At newspapers, one of the things we are dealing with is the absence of what we used to refer to as the copy desk. They were editors who read and edited stories, designed pages, and wrote the headlines and captions that appeared in the finished print product.

These days, all those sets of eyes are absent.

What was once unthinkable has now become routine.

Yes, fewer and fewer sets of eyes look at copy and pages before they hit print.

That last line of defense - the copy desk - is just one more reminder of how this business has changed.

I can't tell you how many times a solid copy desk has saved a reporter - or editor's - backside and allowed us to avoid looking incredibly silly.
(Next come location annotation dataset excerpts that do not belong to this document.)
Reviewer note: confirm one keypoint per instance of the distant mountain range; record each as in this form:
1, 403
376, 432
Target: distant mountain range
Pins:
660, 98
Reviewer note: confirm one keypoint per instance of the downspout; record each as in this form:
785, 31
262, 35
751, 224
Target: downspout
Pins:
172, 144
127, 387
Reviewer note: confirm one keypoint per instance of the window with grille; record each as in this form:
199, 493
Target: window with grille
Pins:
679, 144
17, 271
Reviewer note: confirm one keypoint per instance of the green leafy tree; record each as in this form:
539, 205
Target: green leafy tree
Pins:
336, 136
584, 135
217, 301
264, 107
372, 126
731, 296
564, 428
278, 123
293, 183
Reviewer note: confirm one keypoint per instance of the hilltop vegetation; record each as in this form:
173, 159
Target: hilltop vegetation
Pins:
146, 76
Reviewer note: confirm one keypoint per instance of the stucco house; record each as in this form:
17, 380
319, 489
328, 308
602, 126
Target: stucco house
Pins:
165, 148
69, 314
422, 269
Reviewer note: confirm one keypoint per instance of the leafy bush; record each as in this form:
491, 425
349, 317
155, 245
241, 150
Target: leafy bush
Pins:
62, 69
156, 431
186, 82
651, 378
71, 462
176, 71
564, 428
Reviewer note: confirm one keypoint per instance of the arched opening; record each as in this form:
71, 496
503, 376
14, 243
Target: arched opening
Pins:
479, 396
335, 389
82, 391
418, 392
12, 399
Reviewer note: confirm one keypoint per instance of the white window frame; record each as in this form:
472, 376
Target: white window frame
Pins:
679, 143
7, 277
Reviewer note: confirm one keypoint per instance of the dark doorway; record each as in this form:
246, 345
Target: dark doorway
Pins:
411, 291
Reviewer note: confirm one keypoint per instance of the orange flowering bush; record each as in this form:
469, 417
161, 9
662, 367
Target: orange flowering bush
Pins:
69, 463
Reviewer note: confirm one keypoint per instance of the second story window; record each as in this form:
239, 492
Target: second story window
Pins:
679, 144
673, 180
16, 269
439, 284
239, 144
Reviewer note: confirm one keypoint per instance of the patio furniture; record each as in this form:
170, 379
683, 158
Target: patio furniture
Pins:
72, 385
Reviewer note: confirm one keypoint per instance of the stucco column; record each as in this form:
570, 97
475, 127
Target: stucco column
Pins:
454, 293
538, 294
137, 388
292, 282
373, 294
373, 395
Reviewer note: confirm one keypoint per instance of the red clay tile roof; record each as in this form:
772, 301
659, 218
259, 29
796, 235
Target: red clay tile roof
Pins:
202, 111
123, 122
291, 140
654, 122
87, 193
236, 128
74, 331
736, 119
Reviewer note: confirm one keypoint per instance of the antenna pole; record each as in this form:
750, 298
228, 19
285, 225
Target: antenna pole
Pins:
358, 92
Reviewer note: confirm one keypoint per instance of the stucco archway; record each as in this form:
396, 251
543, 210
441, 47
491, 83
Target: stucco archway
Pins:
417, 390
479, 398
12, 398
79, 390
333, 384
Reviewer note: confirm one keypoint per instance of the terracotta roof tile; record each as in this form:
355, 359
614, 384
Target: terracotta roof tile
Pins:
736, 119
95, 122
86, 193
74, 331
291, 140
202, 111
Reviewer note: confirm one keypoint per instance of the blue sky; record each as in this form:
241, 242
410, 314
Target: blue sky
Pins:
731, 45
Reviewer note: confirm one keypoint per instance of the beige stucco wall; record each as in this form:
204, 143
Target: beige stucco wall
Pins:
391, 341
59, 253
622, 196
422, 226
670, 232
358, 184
I have often said that working here as I do in the early a.m. hours and posting content online - without the benefit of anyone else getting a chance to look at it - is something akin to what the Wallenda family used to do. Yes, it's a little bit like working without a net.

All of which is my way of wondering just how many people noticed the glaring error that accompanied my Monday print column. If you're an online reader - and thanks for reading by the way! - this will not pertain to you. This is instead directed to our longtime, loyal, ink-stained print readership.

I managed to quickly erase the error from our website, again reminding me of my favorite thing about the online world, a couple of keystrokes and - Voila! - what mistake?

I was writing about the fact that Ward Bond appeared in two classic movies, including one of my personal Top Fives. He portayed Bert the cop in the Christmas classic 'It's a Wonderful Life,' but I never realized until my wife told me that he also played Father Peter Lonergan in the John Wayne classic 'The Quiet Man.'

I finished off that column very early Sunday morning. Then I went about finding a photo of Bond, along with Ernie the taxi driver in 'Wonderful Life.'

But in putting together the caption for the photo that accompanied my column, I made a ridiculous error. Instead of referring to Ward Bond, I called him Burt Ward.

Now, as any Boomer can tell you, Burt Ward played Robin to Adam West's Batman in the campy classic based on the comic book hero.

That's the kind of thing that the copy desk would pick up on - and often times loudly announce in a crowded newsroom, much to the shame of the offending writer, in this instance me.

Instead, since I wrote the column, the caption and also laid out that page. As much as I would like to shirk the blame here and yell at someone for making such a silly error, the offending person is staring back at me in the mirror.

SpellCheck does not catch that kind of mistake; humans do.

As a paean to loyal readers, I can at least offer one more bit of trivia connected to that photo, passed along to me by a reader yesterday, one by the way who did not notice the glaring error in that caption.

The cab driver, Ernie Bishop (you know, that "guy who sits around on his brains all day," according to old man Potter), was portrayed by an actor named Frank Faylen.

Know who else he portrayed? Again, I'm hoping Boomers will get this one.

Yes, Frank Fayley also portrayed Dobie Gillis' father in the TV show, 'The Many Loves of Dobie Gillis.' Merry Christmas, Boomers!